A recent NACS survey finds consumers are still hesitant to buy an electric vehicle.
a Tesla charging

The older we get, the fewer "firsts" we experience. But during the 2022 NACS Show in Las Vegas earlier this month, I experienced my first time in a Tesla. Besides not knowing how to open the door, I enjoyed the ride. And it didn't end there — over the next two days, I would find myself in a Tesla not once more, but twice more. And no, I still didn't know how to open the door.

I began to wonder jokingly if you needed to own a Tesla to drive for Uber in Nevada. The truth may be that Las Vegas is more flashy than my hometown of Staten Island, N.Y. Or it may be that, with gas prices still above $5 a gallon in the city, motorists find driving an electric vehicle (EV) a more viable choice. 

Interestingly, the pain at the pump is not driving all motorists to consider switching to an EV. According to the latest NACS Consumer Fuels Survey, only 36 percent of drivers who intend to buy or lease a new car within the next two years say they would consider purchasing an EV, with convenience listed as a concern. Additionally, 60 percent of drivers think charging an EV would be difficult outside of their home, and 54 percent believe EVs are less reliable than traditional gas-powered vehicles.
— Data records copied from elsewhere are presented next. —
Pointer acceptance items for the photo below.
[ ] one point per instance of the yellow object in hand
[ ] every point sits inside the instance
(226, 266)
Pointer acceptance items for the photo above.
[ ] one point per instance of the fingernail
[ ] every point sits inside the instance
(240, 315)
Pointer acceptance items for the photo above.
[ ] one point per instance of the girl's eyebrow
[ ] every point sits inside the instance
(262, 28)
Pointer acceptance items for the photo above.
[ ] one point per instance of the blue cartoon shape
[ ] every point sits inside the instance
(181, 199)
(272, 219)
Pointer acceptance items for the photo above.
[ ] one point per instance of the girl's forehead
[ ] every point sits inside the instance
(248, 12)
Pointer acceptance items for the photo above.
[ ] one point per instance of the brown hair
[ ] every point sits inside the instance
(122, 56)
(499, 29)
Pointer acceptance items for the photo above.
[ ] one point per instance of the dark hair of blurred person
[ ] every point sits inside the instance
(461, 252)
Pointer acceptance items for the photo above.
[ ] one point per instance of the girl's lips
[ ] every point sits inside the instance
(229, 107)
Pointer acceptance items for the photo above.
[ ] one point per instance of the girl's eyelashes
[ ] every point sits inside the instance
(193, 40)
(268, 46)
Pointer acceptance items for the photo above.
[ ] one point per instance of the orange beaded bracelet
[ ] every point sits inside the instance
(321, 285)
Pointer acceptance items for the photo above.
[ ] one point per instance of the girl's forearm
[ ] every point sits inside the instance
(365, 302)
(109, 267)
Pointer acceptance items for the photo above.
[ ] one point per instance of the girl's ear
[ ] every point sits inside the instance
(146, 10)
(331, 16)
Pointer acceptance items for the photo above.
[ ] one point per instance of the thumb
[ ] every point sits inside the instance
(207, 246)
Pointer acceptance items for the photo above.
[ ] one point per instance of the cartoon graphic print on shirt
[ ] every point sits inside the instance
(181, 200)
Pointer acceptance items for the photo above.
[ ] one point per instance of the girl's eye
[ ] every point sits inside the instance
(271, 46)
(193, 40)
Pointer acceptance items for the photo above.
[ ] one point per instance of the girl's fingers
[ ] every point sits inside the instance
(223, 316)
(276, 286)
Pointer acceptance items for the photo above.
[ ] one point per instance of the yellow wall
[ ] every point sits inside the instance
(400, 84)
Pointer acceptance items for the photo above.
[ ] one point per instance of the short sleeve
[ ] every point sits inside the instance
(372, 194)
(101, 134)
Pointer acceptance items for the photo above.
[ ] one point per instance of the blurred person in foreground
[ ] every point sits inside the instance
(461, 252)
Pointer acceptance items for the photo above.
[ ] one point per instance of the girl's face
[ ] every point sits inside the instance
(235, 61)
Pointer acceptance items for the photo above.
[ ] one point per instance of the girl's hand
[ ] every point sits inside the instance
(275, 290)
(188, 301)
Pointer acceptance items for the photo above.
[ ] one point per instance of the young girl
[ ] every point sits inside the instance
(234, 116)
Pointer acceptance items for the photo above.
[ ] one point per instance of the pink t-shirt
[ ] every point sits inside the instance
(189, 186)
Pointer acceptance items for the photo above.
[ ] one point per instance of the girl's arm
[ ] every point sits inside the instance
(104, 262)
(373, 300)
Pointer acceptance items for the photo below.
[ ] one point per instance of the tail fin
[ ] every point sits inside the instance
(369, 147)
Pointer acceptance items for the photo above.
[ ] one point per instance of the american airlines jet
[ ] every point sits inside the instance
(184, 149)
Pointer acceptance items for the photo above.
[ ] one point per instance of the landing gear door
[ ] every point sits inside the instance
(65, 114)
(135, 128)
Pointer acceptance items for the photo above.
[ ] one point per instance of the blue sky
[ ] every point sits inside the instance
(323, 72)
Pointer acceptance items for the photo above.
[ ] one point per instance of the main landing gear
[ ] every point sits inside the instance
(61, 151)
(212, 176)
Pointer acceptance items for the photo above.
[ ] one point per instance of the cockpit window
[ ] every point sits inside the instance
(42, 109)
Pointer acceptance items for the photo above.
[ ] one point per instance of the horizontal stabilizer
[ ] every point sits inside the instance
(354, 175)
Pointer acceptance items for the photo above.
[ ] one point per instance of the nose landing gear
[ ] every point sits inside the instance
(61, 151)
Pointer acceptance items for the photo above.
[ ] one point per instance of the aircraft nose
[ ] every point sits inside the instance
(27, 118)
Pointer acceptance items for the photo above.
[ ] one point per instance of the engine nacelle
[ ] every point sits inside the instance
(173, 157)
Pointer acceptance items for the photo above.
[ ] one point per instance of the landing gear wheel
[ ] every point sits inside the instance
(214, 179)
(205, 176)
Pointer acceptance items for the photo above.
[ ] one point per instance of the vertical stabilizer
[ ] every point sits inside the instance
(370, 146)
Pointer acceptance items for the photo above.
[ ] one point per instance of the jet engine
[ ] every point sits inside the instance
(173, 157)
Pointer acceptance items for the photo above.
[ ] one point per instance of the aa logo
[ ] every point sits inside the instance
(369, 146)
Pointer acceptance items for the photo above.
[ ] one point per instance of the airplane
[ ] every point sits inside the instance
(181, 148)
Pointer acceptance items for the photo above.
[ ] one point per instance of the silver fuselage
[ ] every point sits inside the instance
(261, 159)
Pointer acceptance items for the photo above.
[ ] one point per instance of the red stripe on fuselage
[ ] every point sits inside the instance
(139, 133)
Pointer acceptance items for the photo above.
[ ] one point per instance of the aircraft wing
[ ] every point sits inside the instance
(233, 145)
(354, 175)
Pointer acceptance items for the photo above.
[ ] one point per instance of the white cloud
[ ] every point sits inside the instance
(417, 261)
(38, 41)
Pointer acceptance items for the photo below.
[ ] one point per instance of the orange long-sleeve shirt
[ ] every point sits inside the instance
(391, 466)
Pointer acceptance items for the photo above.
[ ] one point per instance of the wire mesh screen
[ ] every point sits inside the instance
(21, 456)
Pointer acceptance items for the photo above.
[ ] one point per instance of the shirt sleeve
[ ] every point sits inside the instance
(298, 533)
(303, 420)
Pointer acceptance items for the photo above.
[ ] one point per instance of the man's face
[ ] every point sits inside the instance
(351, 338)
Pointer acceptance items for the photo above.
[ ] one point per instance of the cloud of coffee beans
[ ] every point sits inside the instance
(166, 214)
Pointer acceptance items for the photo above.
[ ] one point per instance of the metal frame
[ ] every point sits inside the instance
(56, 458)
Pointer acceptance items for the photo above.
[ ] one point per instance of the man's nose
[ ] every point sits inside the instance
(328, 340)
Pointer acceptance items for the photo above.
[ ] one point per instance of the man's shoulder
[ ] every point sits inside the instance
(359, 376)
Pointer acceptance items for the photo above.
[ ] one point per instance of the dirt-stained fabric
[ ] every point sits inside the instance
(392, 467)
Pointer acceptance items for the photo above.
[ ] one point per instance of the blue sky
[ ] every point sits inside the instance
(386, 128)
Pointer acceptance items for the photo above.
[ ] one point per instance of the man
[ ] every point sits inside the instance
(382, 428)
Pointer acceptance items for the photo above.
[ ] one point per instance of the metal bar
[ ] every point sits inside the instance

We often talk about the future of mobility and preparing to meet the changing needs of motorists. California is even pushing that future closer to reality with regulatory moves aimed at banning the sale of gas-powered vehicles — and New York may soon follow if Gov. Kathy Hochul has her way.

However, consumers are clearly not there yet. Yes, convenience and gas retailers need to be ready for the change, but is that change coming tomorrow? It doesn’t seem so. It seems there is still more work to do to prepare consumers for the future of mobility.